GNSS Security

GNSS spoofing & jamming resilience test with conducted RF

Test GPS spoofing detection & jamming resilience with conducted RF in a shielded lab: repeatable spoof and jam signals, no over-the-air transmission.

Updated 2026-07-09
A shielded enclosure combining true constellation, spoofer and jammer onto one conducted path into the receiver

GNSS interference is the fastest-rising threat in positioning, with jamming and spoofing incidents climbing sharply since 2023, and the engineers who have to answer “is our receiver resilient?” face a hard problem: the honest test is to attack a real receiver with real spoofing and jamming signals, and doing that over the air is both illegal and reckless.

The answer the whole field converges on is conducted RF: keep the attack in a cable or a shielded chamber, never on the air. AnyLocate generates the true constellation and the threat on the same controlled path, so you can be aggressive with the attack and safe with the law at once.

Jamming causes the receiver to die; spoofing causes the receiver to lie.

Validate your receiver against spoofing

Understanding how a receiver behaves under attack is the key to detecting the attack, and that requires systematic, repeatable tests of receiver performance in the presence of a spoofer, inside a completely closed system that will not interfere with live GNSS.

Script the attack precisely: a gradual capture that walks the position away without a jump, a time push against a timing receiver, a meaconing replay of recorded signals. Because it is conducted and scripted, you can run the exact same attack against every firmware build and every competing receiver, and compare like for like.

Test jamming and interference resilience

Set a defined j-to-signal ratio and step it up. Measure where the receiver loses lock, whether it flags the interference, and how fast it recovers: the numbers that tell you whether a system will keep positioning through a contested environment.

Build a repeatable resilience test bed

The value is repeatability. Convert real-world incidents into a regression suite of scenarios, keep a library of attacks, and re-run them on demand. Whether you are hardening a receiver, validating a detection algorithm, or proving PNT resilience for critical infrastructure and timing, the same shielded, conducted bench does it safely, with no field range, no spectrum licence, no risk to anyone else’s GPS.

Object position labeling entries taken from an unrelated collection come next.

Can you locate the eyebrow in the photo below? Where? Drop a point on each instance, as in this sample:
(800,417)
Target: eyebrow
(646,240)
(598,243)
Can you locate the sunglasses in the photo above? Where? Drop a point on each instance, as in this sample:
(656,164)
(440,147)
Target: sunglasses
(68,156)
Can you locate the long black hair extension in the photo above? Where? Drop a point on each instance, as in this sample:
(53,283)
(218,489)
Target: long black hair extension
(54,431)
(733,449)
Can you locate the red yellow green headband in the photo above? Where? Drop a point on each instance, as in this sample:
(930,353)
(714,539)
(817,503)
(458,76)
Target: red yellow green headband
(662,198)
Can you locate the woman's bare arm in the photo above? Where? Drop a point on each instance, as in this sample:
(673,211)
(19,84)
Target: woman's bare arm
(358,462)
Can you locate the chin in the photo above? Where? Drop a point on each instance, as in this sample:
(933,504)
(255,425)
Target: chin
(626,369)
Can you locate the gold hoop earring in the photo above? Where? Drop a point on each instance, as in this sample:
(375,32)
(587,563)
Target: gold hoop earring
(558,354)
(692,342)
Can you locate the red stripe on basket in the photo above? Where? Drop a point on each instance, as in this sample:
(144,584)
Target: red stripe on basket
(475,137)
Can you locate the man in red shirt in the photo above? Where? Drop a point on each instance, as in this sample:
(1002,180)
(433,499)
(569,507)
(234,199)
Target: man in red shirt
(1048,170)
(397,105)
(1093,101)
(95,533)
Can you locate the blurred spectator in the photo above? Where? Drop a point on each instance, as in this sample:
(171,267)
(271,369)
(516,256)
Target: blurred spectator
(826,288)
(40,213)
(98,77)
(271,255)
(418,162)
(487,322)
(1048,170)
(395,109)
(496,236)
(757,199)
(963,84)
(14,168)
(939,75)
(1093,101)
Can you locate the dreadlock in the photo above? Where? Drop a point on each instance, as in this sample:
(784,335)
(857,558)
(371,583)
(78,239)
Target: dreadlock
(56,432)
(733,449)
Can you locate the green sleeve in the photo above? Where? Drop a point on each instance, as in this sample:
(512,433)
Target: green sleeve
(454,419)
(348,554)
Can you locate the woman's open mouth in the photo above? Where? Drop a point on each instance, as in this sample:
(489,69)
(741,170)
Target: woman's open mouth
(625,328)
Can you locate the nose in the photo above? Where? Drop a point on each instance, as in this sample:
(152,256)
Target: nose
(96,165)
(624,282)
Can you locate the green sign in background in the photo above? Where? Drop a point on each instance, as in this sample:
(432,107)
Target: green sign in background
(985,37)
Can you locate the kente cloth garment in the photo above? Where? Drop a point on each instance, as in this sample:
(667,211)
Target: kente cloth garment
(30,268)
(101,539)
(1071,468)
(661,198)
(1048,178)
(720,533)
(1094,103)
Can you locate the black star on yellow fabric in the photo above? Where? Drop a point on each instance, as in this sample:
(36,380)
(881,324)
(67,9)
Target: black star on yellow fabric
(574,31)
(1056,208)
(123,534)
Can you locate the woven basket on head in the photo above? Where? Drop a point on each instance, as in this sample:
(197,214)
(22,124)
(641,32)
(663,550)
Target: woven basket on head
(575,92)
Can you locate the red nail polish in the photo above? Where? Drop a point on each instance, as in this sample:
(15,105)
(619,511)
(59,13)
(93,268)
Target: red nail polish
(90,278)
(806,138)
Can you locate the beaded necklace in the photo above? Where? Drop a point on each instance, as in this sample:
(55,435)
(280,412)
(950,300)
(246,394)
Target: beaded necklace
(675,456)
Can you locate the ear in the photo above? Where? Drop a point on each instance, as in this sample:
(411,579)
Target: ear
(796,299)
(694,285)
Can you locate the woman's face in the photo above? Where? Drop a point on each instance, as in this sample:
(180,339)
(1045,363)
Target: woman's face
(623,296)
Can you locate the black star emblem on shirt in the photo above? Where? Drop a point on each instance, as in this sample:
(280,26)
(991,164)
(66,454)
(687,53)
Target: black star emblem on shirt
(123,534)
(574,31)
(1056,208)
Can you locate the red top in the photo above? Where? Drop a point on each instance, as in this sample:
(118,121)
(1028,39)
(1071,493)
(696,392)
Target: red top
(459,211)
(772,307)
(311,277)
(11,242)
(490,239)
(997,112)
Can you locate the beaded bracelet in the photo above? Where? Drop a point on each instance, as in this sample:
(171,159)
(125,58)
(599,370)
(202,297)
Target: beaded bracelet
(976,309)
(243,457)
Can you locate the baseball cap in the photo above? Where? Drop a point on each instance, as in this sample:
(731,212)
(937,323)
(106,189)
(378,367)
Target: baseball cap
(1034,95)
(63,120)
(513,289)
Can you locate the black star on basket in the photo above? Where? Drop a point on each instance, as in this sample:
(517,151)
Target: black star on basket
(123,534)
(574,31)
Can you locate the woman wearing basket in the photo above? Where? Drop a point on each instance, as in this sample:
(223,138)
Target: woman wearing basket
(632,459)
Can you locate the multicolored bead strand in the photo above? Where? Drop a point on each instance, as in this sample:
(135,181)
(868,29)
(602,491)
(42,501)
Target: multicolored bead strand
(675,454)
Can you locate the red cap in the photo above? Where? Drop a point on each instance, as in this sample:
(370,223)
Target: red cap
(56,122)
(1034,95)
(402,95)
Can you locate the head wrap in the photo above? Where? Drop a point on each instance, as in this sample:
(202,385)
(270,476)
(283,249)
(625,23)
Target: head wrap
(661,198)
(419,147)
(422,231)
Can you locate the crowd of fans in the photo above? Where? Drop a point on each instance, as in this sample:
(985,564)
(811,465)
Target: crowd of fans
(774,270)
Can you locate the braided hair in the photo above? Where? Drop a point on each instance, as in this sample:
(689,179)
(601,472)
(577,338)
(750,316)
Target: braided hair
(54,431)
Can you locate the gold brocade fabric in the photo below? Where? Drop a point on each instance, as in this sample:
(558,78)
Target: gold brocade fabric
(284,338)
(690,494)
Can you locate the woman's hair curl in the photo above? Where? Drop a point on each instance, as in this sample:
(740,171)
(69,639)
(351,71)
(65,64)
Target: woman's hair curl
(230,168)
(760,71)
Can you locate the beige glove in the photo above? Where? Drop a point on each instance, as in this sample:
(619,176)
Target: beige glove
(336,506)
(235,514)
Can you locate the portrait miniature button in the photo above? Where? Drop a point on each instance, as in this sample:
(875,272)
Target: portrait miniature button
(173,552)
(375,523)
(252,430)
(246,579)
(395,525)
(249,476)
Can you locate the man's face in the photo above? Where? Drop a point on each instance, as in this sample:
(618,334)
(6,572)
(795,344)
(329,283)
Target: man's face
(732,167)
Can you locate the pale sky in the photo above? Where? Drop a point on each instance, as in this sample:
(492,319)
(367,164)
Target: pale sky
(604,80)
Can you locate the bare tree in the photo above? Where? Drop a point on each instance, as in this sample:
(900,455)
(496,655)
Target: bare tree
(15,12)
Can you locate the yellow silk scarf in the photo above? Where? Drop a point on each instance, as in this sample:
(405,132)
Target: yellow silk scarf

Frequently asked questions

Is it legal to test GPS spoofing?
Transmitting spoofing signals over the air is restricted in most countries. The safe, standard approach is conducted testing: connect the simulator to the receiver by coaxial cable through an attenuator, or work inside a shielded enclosure, so no signal ever reaches open air or real GNSS users.
How do I test a receiver against spoofing without transmitting over the air?
Combine the true constellation and a spoofing scenario onto the same conducted RF path into the receiver under test, then ramp the spoofer's power and offset. Everything stays in the cable or the chamber: repeatable, measurable, and legal.
What is the difference between jamming and spoofing?
Jamming makes the receiver die: it drowns the signal so the unit loses its fix. Spoofing makes the receiver lie: it feeds a convincing false signal so the unit reports a wrong position while believing it is fine. You test resilience to both differently.
How do I validate a spoofing-detection algorithm?
A detector is only as good as the attacks you can reproduce. Script a battery of spoofing and meaconing scenarios (gradual capture, position pull-off, time push) and replay them identically across algorithm versions to prove detection and measure false alarms.